Agen Terpercaya  
 
 
 
 
Pasang iklan, hanya lewat Contact Us.
Waspada penipuan iklan. Klik di sini untuk melihat daftar penipu.

DRAMA TAMAT PERJUMPAAN (racebannon)

PERJUMPAAN – 37

--------------------
--------------------

desain10.jpg

“Kamu habis ngapain Bas?”

“Aku gak ngapa-ngapain”
“Bohong” serang Listya. “Gak mungkin bisa kayak gini…. Kamu habis ngapain?”
“Bukan hal penting, udah aku mau tidur…”

“Bukan hal penting? Tadi kamu bilang gak ngapa-ngapain…”
“Udah… Stop”
“Kenapa? Kamu ngapain? Jujur aja Bas….” Suara Listya tampak tak nyaman.
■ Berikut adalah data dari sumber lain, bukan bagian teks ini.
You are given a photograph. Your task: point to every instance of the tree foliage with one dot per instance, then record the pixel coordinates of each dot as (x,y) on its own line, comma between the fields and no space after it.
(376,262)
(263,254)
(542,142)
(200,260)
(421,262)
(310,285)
Kedengarannya dia sangat terganggu dengan fakta kalau aku tidak terangsang sama sekali malam ini.

“Denger ya… Aku lagi capek, dan kamu megang punyaku dengan kasar kayak gitu, aku jadi makin gak mau.....”
“Bas, kita biasanya berbuat udah terjadwal… Kamu masturbasi? Kamu gak puas sama hubungan seks kita?”
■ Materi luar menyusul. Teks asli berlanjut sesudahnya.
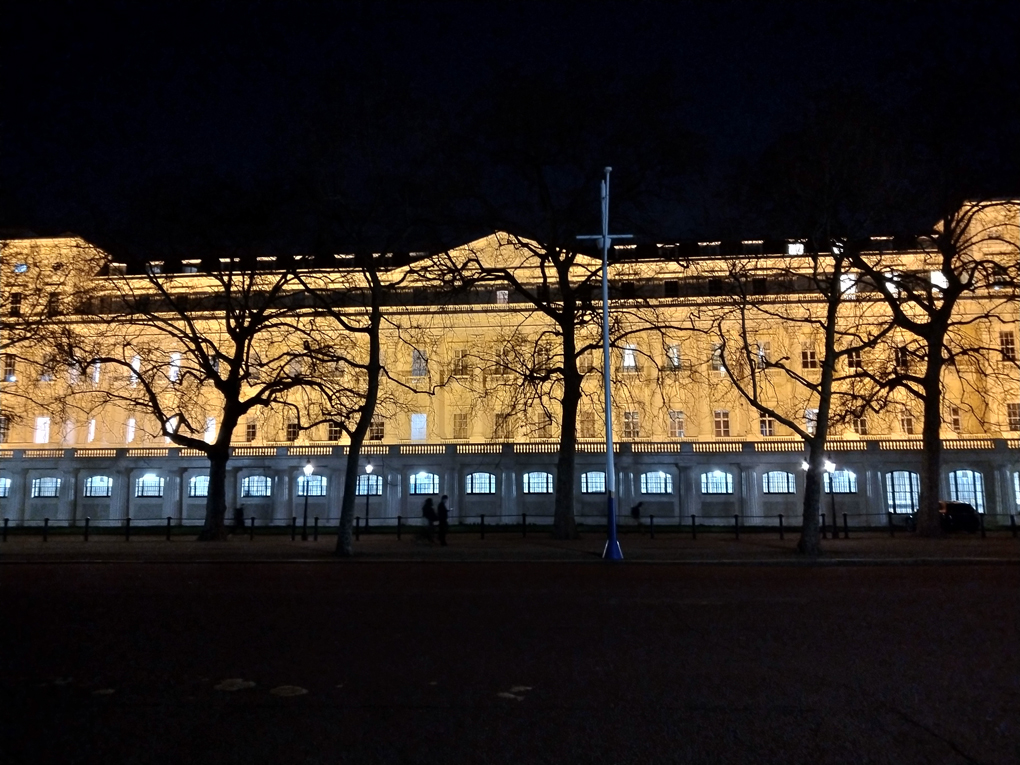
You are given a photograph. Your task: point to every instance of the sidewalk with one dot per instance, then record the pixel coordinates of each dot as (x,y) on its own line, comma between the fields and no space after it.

“Kamu harusnya udah tau kan? Aku selama ini selalu komplain soal ini itu, kamu gak pernah mau denger, sekalinya aku males, sekarang aku diserang sama kamu?” kesalku, menyerang balik.
“Kok kenapa kamu jadi marah? Harusnya aku yang marah kalau kamu aneh kayak gini....”
“Kamu pikir aku juga ga pusing sama keadaan kita?”
“Keadaan apa sih? Kita gak ada apa-apa… Semuanya baik-baik aja” balas Listya.
“Ah, udahlah....”
“Kenapa ngomongnya kayak gitu? Kamu kenapa sih? Kamu habis ngapain?”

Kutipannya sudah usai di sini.